Sans vouloir parler d'un «chemin de croix», Marie-Claude et son médecin s'entendent pour dire que l'opération est exigeante. «C'est six mois, un an supplémentaire de réadaptation à ajouter à celle du trauma. Alors, il faut y penser comme il faut», dit Marie-Claude.

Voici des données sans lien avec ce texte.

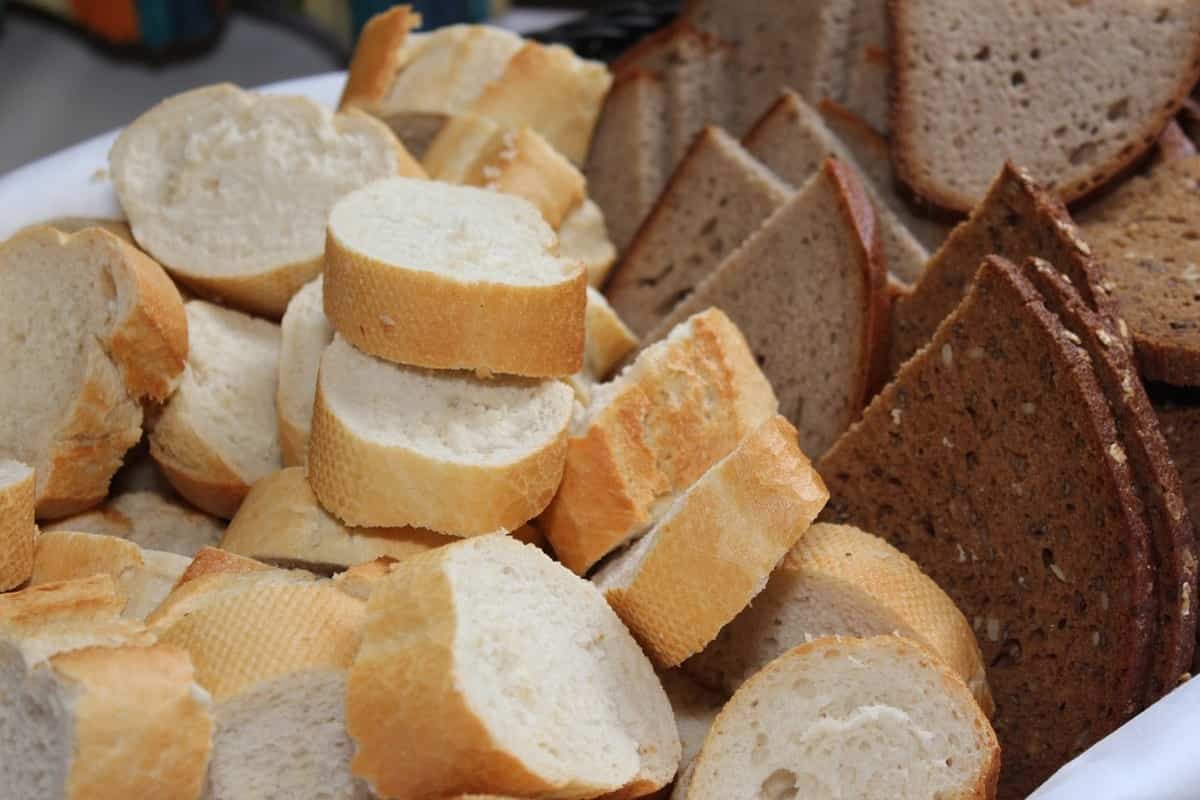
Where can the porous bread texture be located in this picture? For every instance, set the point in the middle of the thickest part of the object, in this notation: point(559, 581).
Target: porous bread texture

«C'est du cas par cas, précise la Dre Jacquemin. Mais la raison pour laquelle on accepte d'en parler aujourd'hui, c'est qu'on y croit. Maintenant, on peut dire aux patients qu'il y a de l'espoir une fois qu'ils se rétablissent sur le plan moteur. On a commencé lentement mais sûrement, parce qu'on ne voulait pas créer inutilement de listes d'attente.»

 

Le transfert tendineux

Le transfert tendineux consiste à déloger un muscle qui fonctionne encore, dans un membre qui peut fonctionner sans sa présence, pour le loger dans une autre partie supérieure touchée par une paralysie. La procédure chirurgicale en tant que telle n'est pas complexe, mais elle demande une évaluation minutieuse de la mobilité des muscles et des membres au préalable, et une longue période de réadaptation. Au Québec, un seul autre transfert tendineux a été effectué depuis l'intervention pratiquée à la main de Marie-Claude Lapierre, cette fois sur un tétraplégique de la région de Granby. Le chirurgien était le même: le Dr Alain Danino, du CHUM, reconnu pour la reconstruction faciale. En Suède, on estime que 30 à 40% des tétraplégiques bénéficient d'un transfert tendineux.

 

En chiffres

> Dans l'ouest du Québec, il y a de 120 à 130 nouveaux cas de lésions médullaires par année, dont la moitié sont des tétraplégies;

> Plus de 41 000 Canadiens vivent avec une lésion médullaire, et on enregistre chaque année 1200 nouvelles lésions au pays;

> 84% des blessés ont moins de 34 ans;

> Les causes les plus communes de lésions médullaires au Canada sont les collisions en véhicules motorisés (55%), les autres conditions médicales et les blessures sportives (27%), et les chutes (18%).

- Source: Institut de réadaptation Gingras-Lindsay à Montréal

** Le transfert tendineux pratiqué sur Marie-Claude Lapierre a été rendu possible grâce à la collaboration d'Antoinette De Lure, ergothérapeute, et Isabelle Robidoux, physiotherapeute, qui se sont consacrées à la longue réadaptation.